In a letter dated Wednesday, EPA ethics lawyer Kevin Minoli said his finding last week that Pruitt was paying fair-market value was based on the assumption that Pruitt occupied only one bedroom for $50 a night, as outlined in the lease.
Media reports later disclosed that Pruitt’s college-aged daughter occupied a second bedroom in the unit while she interned at the White House last summer. Minoli said he did not consider the value of a second room in his analysis.
Pruitt paid about $1,000 a month, less than a third of what Minoli’s review found nearby two-bedroom homes listed for.
“Some have raised questions whether the actual use of the space was consistent with the terms of the lease,” Minoli wrote Wednesday. “Evaluating those questions would have required factual information that was not before us and the review does not address those questions.”
The Associated Press obtained a copy of Minoli’s letter, which was first reported by CNN.
Pruitt had gone on the offensive Wednesday trying to shore up his position in a series of interviews with Fox News and conservative media outlets during which he continued to suggest he had lived alone.
White House spokeswoman Sarah Sanders said Wednesday that a review of Pruitt’s actions is underway and that President Donald Trump is not OK with some of the details that have emerged, including news this week of enormous raises awarded to two of Pruitt’s closest aides. Pruitt said Wednesday he didn’t approve the raises and doesn’t know who did.
An EPA employee told the AP that another of Pruitt’s closest aides has resigned. Samantha Dravis served as Pruitt’s senior counsel and associate administrator for policy. The source, who had direct knowledge of Dravis’ resignation, was not authorized to publicly discuss personnel matters and spoke Thursday on condition of anonymity.
Dravis, 34, previously worked for a fundraising group founded by Pruitt before being hired at EPA, where she often accompanied the administrator on his frequent trips across the country and oversees. The source said Dravis had not been attending meetings inside the agency in recent weeks and was recently informed she would not be accompanying Pruitt on a planned trip to Portugal.

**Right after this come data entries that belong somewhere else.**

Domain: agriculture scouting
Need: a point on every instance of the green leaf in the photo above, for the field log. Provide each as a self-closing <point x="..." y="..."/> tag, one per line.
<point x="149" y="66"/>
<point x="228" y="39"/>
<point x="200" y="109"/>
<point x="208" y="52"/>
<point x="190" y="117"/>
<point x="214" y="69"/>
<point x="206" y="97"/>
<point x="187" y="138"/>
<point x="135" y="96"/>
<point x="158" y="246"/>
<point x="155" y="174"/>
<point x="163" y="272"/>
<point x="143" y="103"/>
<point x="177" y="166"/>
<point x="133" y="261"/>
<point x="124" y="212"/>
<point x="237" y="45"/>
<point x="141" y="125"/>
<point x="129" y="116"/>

EPA’s press office did not respond Thursday to requests for comment about Dravis’ resignation or Minoli’s letter.
Questions about whether Pruitt will remain in his job have swirled for more than a week, since news first broke about his rental of the condo co-owned by the wife of Steven Hart, chairman and CEO of the powerhouse lobbying firm Williams & Jensen.

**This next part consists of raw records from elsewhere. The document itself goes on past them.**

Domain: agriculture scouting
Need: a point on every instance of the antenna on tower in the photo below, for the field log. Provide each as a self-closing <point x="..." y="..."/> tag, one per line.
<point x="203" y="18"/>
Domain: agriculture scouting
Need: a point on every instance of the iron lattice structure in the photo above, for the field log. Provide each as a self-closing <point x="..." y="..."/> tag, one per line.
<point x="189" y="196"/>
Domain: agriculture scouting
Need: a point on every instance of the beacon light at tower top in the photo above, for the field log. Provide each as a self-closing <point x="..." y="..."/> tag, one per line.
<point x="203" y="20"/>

Federal disclosure reports show Hart’s firm lobbied EPA extensively in the last year — including Pruitt himself.
The Associated Press reported last week that while living in the Harts’ condo he met in his EPA office with a lobbyist from Hart’s firm and two executives from an energy company seeking to scuttle tighter pollution standards for coal-fired power plants.
EPA also granted a favorable ruling to a pipeline company represented by Hart’s firm.

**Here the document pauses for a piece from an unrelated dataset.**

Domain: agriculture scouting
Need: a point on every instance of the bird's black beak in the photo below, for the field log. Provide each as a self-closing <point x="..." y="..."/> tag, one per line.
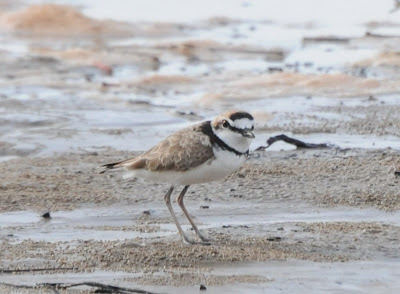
<point x="248" y="134"/>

Beyond the question of whether Pruitt paid a fair-market value for the rental, Hart’s business interests potentially raise other ethics issues that Minoli wrote that he did not consider as part of his earlier review of whether the favorable lease constituted an improper gift to Pruitt from the lobbyist.
Ethics rules covering federal officials say they must remain impartial when making regulatory decisions and can’t show favoritism.
“I think it was very poor judgment for Pruitt to rent a place owned by a lobbyist who describes him as only a casual friend,” said Walter Shaub, who ran the federal Office of Government Ethics before quitting last year after clashing with Trump. “My biggest concern centers on the question of whether he may have met with anyone from the lobbyist’s firm while staying there, which would implicate the impartiality regulation.”